Open Government vs. Open Data

A new research paper by Harlan Yu and David Robinson does an excellent job of tracing the history of the open government and open data movements and the way the two have been conflated, especially since the beginning of the Obama administration.

The authors do a good job of explaining why reporters and other traditional open government enthusiasts are often frustrated with that conflation and how it may encourage agencies to practice digital transparency only where there's no political downside.

"The Hungarian cities of Budapest and Szeged, for example, both provide online, machine-readable transit schedules," the authors note, "allowing Google Maps to route users on local trips. Such data is both open and governmental, but has no bearing on the Hungarian government's troubling lack of transparency."
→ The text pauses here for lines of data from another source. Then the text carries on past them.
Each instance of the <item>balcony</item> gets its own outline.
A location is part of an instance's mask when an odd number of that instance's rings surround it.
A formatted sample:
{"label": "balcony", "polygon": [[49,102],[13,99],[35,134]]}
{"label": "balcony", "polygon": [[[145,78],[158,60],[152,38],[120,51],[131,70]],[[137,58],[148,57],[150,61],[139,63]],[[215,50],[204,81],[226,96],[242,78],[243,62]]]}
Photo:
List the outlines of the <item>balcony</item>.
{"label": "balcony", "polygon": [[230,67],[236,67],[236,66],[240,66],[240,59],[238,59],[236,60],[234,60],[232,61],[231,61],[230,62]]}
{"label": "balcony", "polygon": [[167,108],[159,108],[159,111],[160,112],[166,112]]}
That's not to say there's anything wrong with politically neutral government data disclosure, which the Obama administration has clearly excelled at and which can be, among other things, a great driver of innovation by Web and mobile developers.

But conflating releasing any old information with releasing the specific information journalists and critics are asking for can set a dangerous precedent.

"A government's commitment to be more 'open' can now be fulfilled in a wider variety of ways, which makes such a promise less concrete than it used to be," the pair write. "Whether used as a campaign slogan, in a speech or policy brief, or in a binding national or international policy instrument, the phrase 'open government' no longer has the force it once did. Existing documents and historical arguments that refer to open government may have lost some of their force, becoming more ambiguous in retrospect than they were when first authored."

Yu is a Ph.D. student in computer science at Princeton and works with that university's Center for Information Technology Policy. Robinson is a Yale law student and a Knight Law and Media Scholar in that school's Information Society Project.